You can make the most of exercise routine and avoid the risks of a sedentary lifestyle by working additional movement into your day. Fixing sedentary habits takes determination, but the value of increasing your activity is far more beneficial than sticking with the status quo. What will get you moving? Here are some ideas from Be Well Solutions staff:

Crystol:

“I try not to go more than 1-2 hours without getting up to do something (stretch, fill up water).

When my motion sensor light goes off in my office, I use that as a cue to move.

If I drink enough water, that usually forces me to get up more often (for obvious reasons!).

I get up every time I have to mail something rather than collecting multiple items.”

Gabi:

“I try to stand as much as possible but realize some work is easier done while sitting.

I also go to the gym on my lunch break which allows me to be active for 30-40 minutes and come back to work refreshed.

I have the 10-minute reminder on my Fitbit which tells me to get up and walk if I didn’t meet my 250 steps per hour goal.”

Abby:

“I use a small mug for my water instead of a large water bottle so that I’m forced to get up and refill my water throughout the day.

I like to go for a walk during my lunch break.

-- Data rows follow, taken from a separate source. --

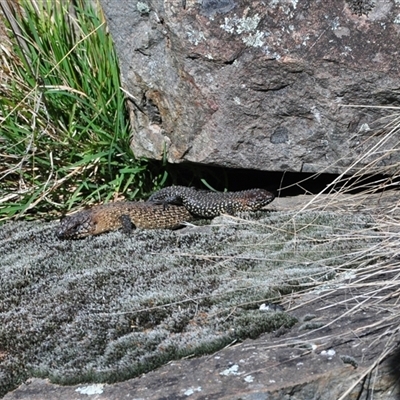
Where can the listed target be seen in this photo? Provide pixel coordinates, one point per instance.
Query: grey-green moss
(114, 306)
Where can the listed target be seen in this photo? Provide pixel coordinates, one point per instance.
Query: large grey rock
(107, 308)
(257, 84)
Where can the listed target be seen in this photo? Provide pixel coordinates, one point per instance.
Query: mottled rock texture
(257, 84)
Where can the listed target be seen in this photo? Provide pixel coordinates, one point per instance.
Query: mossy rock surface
(110, 307)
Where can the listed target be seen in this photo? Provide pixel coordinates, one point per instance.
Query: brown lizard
(123, 214)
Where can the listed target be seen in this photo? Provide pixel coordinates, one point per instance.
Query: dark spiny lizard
(207, 204)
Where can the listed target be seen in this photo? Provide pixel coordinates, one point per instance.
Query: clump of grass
(64, 137)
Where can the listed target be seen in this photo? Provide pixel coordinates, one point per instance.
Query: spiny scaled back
(209, 204)
(113, 216)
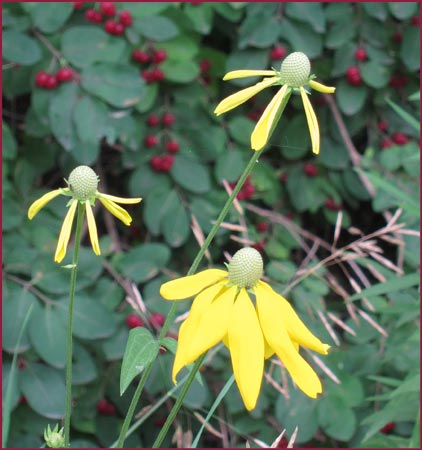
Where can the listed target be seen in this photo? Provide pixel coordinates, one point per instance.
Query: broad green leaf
(143, 262)
(60, 115)
(48, 335)
(84, 45)
(19, 48)
(44, 389)
(190, 174)
(117, 84)
(141, 350)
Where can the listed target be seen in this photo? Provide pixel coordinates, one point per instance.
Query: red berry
(278, 52)
(140, 56)
(153, 120)
(125, 18)
(360, 54)
(382, 125)
(332, 205)
(166, 164)
(168, 119)
(262, 226)
(353, 76)
(93, 16)
(51, 82)
(157, 319)
(157, 74)
(108, 8)
(385, 143)
(400, 138)
(133, 321)
(41, 78)
(159, 55)
(64, 74)
(172, 146)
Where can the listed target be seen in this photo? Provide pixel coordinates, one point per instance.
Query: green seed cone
(246, 268)
(83, 182)
(295, 69)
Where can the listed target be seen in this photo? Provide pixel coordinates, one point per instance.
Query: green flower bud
(295, 69)
(83, 182)
(245, 268)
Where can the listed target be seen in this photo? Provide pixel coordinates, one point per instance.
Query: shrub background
(101, 119)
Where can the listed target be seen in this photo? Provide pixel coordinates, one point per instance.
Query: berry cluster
(152, 56)
(247, 190)
(114, 24)
(51, 81)
(162, 163)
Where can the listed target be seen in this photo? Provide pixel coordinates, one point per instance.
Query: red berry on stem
(133, 321)
(150, 141)
(125, 18)
(108, 8)
(278, 52)
(172, 146)
(168, 119)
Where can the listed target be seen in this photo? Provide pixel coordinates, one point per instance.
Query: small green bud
(295, 69)
(83, 182)
(53, 437)
(246, 268)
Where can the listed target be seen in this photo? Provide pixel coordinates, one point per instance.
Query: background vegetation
(338, 232)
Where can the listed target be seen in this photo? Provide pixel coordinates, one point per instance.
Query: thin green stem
(69, 349)
(172, 312)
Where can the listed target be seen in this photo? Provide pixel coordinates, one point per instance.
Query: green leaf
(191, 174)
(48, 335)
(311, 13)
(141, 350)
(51, 16)
(20, 48)
(157, 28)
(351, 98)
(84, 45)
(119, 85)
(391, 285)
(44, 389)
(375, 74)
(60, 115)
(143, 262)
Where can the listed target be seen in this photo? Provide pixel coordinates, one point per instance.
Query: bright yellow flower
(82, 188)
(223, 310)
(294, 74)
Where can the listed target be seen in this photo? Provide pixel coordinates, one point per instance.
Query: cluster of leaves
(102, 117)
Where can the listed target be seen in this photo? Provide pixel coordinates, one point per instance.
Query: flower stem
(69, 351)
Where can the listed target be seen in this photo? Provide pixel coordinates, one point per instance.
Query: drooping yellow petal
(65, 233)
(248, 73)
(312, 121)
(116, 210)
(186, 287)
(41, 202)
(236, 99)
(265, 125)
(321, 87)
(188, 329)
(246, 345)
(213, 324)
(297, 330)
(92, 228)
(122, 200)
(269, 318)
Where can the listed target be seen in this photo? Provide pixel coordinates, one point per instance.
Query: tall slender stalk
(69, 349)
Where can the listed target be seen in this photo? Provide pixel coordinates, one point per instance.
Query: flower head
(82, 188)
(224, 310)
(294, 75)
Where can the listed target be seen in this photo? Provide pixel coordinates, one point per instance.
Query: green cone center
(246, 268)
(83, 182)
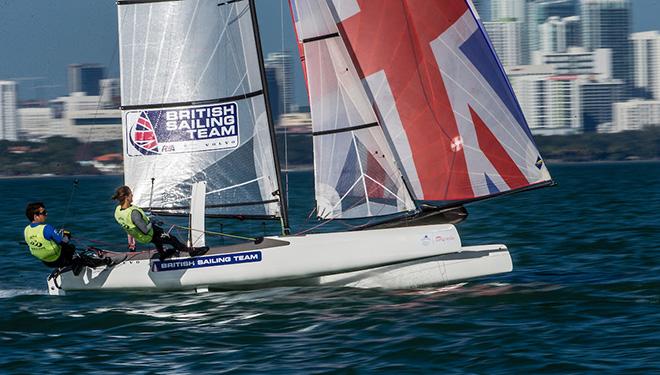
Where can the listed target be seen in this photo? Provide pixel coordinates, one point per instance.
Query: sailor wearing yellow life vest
(45, 243)
(138, 225)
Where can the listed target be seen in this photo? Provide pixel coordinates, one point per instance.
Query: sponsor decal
(426, 240)
(441, 238)
(207, 261)
(183, 129)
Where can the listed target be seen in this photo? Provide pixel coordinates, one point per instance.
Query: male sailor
(51, 247)
(138, 225)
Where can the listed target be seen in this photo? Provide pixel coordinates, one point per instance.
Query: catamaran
(412, 117)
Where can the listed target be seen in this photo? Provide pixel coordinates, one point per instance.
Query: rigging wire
(68, 205)
(286, 133)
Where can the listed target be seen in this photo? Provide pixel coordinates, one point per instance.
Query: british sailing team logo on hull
(182, 129)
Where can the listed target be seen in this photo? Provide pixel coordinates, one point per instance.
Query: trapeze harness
(123, 217)
(40, 247)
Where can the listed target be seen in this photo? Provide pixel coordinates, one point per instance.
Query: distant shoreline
(310, 168)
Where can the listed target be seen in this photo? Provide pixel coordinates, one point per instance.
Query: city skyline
(51, 37)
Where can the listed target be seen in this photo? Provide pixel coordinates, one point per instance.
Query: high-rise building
(607, 24)
(482, 8)
(506, 37)
(81, 118)
(577, 61)
(646, 47)
(551, 104)
(36, 122)
(636, 114)
(507, 10)
(597, 98)
(538, 11)
(513, 11)
(281, 63)
(110, 93)
(558, 34)
(85, 78)
(8, 111)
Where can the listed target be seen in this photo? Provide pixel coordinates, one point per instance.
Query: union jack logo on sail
(143, 135)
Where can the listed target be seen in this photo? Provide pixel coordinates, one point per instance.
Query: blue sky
(39, 38)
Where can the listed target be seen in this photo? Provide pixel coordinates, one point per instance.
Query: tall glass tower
(538, 12)
(85, 78)
(607, 24)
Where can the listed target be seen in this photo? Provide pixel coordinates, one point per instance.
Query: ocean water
(584, 296)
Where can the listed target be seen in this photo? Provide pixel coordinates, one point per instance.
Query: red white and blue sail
(194, 108)
(355, 169)
(442, 95)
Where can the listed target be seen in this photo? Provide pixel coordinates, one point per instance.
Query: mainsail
(194, 108)
(441, 93)
(356, 174)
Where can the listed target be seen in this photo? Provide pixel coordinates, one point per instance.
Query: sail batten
(194, 108)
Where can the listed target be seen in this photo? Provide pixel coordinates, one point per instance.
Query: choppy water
(584, 296)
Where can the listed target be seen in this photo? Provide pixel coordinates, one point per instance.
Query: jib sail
(355, 170)
(194, 108)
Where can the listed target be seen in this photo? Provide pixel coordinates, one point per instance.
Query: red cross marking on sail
(394, 36)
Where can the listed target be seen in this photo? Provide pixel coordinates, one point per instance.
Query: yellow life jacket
(40, 247)
(123, 217)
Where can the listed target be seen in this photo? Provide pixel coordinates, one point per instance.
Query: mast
(271, 125)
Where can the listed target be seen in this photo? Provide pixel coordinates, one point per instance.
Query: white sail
(356, 173)
(194, 108)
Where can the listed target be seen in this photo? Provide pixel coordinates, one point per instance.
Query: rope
(216, 233)
(68, 205)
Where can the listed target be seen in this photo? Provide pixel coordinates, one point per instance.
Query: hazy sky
(39, 38)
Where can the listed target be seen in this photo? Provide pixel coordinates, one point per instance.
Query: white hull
(386, 258)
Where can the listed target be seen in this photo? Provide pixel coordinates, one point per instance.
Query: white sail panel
(356, 174)
(194, 109)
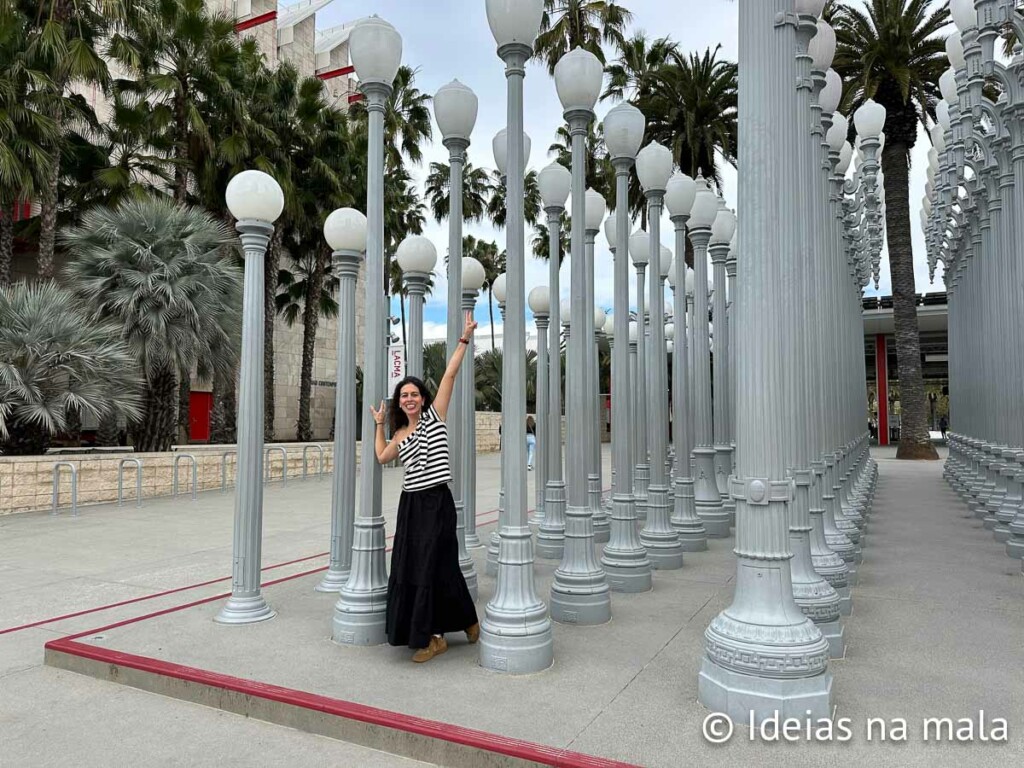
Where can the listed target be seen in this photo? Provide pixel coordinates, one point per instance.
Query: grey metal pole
(416, 287)
(457, 146)
(762, 654)
(346, 266)
(580, 593)
(543, 413)
(709, 501)
(692, 535)
(359, 612)
(515, 633)
(468, 456)
(625, 559)
(592, 414)
(551, 535)
(657, 536)
(247, 603)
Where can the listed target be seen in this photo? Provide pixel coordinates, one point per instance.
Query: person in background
(530, 441)
(426, 592)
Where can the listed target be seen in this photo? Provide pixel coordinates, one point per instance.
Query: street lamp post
(345, 231)
(473, 276)
(540, 303)
(679, 196)
(375, 47)
(596, 207)
(256, 201)
(639, 245)
(625, 559)
(554, 181)
(709, 501)
(455, 112)
(580, 593)
(416, 256)
(762, 655)
(515, 632)
(660, 540)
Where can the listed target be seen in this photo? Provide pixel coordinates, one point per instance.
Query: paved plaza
(935, 632)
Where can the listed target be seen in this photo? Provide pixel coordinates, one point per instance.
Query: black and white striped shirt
(424, 453)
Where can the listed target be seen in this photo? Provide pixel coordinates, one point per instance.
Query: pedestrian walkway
(936, 632)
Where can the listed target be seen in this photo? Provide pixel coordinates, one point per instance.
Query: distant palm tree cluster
(190, 104)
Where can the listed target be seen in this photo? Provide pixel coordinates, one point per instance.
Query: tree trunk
(223, 419)
(914, 441)
(6, 244)
(271, 264)
(109, 433)
(48, 218)
(156, 430)
(310, 322)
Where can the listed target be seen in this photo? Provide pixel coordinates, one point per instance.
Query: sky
(450, 39)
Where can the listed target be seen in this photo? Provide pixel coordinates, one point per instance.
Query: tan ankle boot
(437, 646)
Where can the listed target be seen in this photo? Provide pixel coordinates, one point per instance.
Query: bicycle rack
(223, 468)
(177, 459)
(74, 486)
(284, 464)
(320, 460)
(138, 481)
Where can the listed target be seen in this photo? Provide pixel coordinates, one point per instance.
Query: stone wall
(27, 481)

I use my standing desk [see tips below] whenever appropriate – I find that some work is easy to complete while standing while other work requires me to sit and focus more. I stand during meetings too!”

Lauren:

“When I need to ask someone a question, I walk to their cube/office instead of calling or using Teams (instant messenger).

Sometimes I will walk a lap around the office before heading to the restroom or kitchen.”

 

Trisha:

“I try to take a walk every day after lunch, even if it’s only for 5-10 minutes.

I’m a fan of walking to a coworkers’ desks when I have a question or want to talk about an idea.

Sometimes, I’ll take a walking meeting to brainstorm ideas or discuss current projects that don’t require taking notes on a laptop or notepad.

I try alternating my coffee and water, so if I go to the kitchen to get a cup of coffee, I won’t bring my water. Then, when I need more water, I won’t bring my mug.

If I miss my post-lunch walk, I try and grab one around 2 or 3 in the afternoon.

I also stand at the copier or printer when I’m waiting for something to print instead of sitting at my desk and waiting.”

Ethan:

 “I’m a big proponent of fitness trackers that remind you to move periodically during the day. I’m rather strict about following my Apple Watch’s stand and move suggestions.

When I use my standing desk, I shift my weight often and try to stand actively by stepping in place or doing slow butt kicks and calf raises.

I love taking 1-2 laps around the office building when my mind feels sluggish. I usually come back to my desk with clarity.

I try to take the long route around the office to the restroom, kitchen, or to my car.

You might find me stretching on the floor of my cubicle or doing bodyweight squats and lunges when (I think) no one’s looking!

I don’t have any myself, but people I know keep resistance bands at their desk so they can do exercises like these. Resistance bands are inexpensive and multi-functional!”

Standing desk tips

If you have access to a standing desk, experts suggest progressing towards standing at least two hours per day dispersed with light activity, like walking. Over time, work towards standing for half of the workday, or for four hours. As you increase how much you stand, be aware you might experience initial discomfort; your body will need to adjust as you begin using muscles that haven’t been worked much. You can try anti-fatigue floor mats for added comfort and safety while standing on hard surfaces. When standing, choose shoes that offer support but avoid high-heeled shoes and shoes without heels.